しかし、再び平将門の精悍な軍勢に打ち破られた平良兼・良正・貞盛は、下野(しもつけ)国府に逃げ帰ることになります。平将門を武力で打ち負かすことは出来ないと判断した源護は、朝廷に平将門の横暴を訴えでて将門は朝廷から処罰されることになりましたが、937年に朱雀天皇元服の大赦で罪を許されることになりました。それ以降も、平将門と平良兼・貞盛との武力衝突は続きますが、938年頃までには将門の優勢が明らかとなり、平将門の名声と勢力は関東全域へと広まっていきました。
平将門と平良兼が激しく争った『平氏一門の戦い』は国家への反乱とは見なされませんでしたが、939年2月には、武蔵国権守・興世王(おきよおう)と武蔵国介・源経基(みなもとのつねもと)が、足立郡の郡司・武蔵武芝(むさしのたけしば)と領地を巡って対立します。平将門は三者の利害を調停しようとして紛争に介入しましたが、武蔵武芝の不意討ちの包囲を受けた源経基は京都へと逃げ帰り、興世王・武蔵武芝・平将門が京都に謀反を起こそうとしていると告訴しました。
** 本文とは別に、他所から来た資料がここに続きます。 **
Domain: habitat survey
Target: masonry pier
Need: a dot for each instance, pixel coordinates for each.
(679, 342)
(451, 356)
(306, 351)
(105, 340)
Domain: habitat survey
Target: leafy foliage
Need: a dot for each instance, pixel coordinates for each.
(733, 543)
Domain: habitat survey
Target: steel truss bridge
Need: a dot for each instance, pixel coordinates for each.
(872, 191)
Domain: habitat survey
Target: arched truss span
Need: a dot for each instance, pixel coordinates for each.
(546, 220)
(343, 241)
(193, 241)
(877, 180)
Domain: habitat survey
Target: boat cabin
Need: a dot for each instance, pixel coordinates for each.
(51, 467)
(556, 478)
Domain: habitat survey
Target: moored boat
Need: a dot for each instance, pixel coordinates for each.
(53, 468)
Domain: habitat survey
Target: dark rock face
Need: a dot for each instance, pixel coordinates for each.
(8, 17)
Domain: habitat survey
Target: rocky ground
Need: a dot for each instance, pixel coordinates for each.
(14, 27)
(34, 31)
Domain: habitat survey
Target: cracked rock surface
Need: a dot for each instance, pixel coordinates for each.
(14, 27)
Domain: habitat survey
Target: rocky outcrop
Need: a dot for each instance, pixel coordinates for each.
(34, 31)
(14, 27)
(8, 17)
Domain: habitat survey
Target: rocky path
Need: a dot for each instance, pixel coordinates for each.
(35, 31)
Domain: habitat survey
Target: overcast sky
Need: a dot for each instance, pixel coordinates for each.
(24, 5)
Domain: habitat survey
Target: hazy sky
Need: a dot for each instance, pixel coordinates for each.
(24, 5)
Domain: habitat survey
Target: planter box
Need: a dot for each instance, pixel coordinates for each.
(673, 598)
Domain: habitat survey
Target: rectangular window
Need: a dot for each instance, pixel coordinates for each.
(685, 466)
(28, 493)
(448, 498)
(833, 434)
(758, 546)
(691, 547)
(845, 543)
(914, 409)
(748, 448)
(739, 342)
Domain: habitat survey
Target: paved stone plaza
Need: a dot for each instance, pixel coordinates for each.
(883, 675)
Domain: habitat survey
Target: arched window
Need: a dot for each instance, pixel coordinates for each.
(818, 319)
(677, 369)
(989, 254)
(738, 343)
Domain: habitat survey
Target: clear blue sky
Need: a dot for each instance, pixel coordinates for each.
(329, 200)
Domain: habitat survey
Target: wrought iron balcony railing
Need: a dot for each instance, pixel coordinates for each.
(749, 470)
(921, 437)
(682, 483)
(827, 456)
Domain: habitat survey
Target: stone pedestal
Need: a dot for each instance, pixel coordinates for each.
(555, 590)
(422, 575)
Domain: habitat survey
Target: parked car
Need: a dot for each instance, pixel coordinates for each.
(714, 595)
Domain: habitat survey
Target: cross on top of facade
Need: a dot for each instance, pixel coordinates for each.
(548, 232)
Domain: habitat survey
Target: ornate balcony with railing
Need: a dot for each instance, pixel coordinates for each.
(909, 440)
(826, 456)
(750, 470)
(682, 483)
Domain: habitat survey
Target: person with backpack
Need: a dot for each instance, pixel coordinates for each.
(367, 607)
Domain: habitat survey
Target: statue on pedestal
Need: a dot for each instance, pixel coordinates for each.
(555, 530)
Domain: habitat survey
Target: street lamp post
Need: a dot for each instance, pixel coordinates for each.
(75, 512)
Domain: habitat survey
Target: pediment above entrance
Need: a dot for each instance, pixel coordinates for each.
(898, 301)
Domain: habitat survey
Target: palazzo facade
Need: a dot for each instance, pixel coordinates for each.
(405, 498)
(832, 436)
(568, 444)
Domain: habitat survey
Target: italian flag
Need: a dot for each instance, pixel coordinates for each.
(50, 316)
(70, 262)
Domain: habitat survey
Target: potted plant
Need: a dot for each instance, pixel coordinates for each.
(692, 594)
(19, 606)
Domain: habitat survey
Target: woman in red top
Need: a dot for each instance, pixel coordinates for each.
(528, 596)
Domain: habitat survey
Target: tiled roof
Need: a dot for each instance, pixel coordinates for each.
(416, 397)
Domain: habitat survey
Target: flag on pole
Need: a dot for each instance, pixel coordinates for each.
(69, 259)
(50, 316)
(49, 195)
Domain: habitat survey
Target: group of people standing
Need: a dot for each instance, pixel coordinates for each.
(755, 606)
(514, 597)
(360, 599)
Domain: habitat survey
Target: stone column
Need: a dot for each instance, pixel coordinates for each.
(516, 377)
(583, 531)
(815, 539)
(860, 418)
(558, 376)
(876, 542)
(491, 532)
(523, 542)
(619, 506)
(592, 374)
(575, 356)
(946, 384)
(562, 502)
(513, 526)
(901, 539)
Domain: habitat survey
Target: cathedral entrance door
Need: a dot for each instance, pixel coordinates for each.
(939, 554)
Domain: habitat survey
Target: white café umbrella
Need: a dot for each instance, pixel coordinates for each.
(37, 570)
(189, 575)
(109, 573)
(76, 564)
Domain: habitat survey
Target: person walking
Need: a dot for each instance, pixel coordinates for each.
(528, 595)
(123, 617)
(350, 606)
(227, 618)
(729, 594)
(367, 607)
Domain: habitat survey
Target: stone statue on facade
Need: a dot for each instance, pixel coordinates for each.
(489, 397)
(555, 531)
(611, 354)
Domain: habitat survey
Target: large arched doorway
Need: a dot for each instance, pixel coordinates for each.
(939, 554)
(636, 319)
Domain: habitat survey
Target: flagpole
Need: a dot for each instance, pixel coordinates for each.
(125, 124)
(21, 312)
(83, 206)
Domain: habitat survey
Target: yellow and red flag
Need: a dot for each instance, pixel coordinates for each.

武士らしい剛勇・武芸には余り恵まれていなかった源経基ですが、『桓武平氏』の祖とされる平国香・貞盛に対して源経基は『清和源氏の祖』と見なされています。源経基に『謀反の疑いあり』として朝廷に告訴された平将門ですが、『謀反の意志はなく事実無根である』という上書を廟堂にいる主人の太政大臣・藤原忠平(ふじわらのただひら)に送って許されます。その後、新たに赴任してきた武蔵国守・百済貞連(くだらのさだつら)と対立した興世王を将門は庇護して、実質的な支配権を拡大していきます。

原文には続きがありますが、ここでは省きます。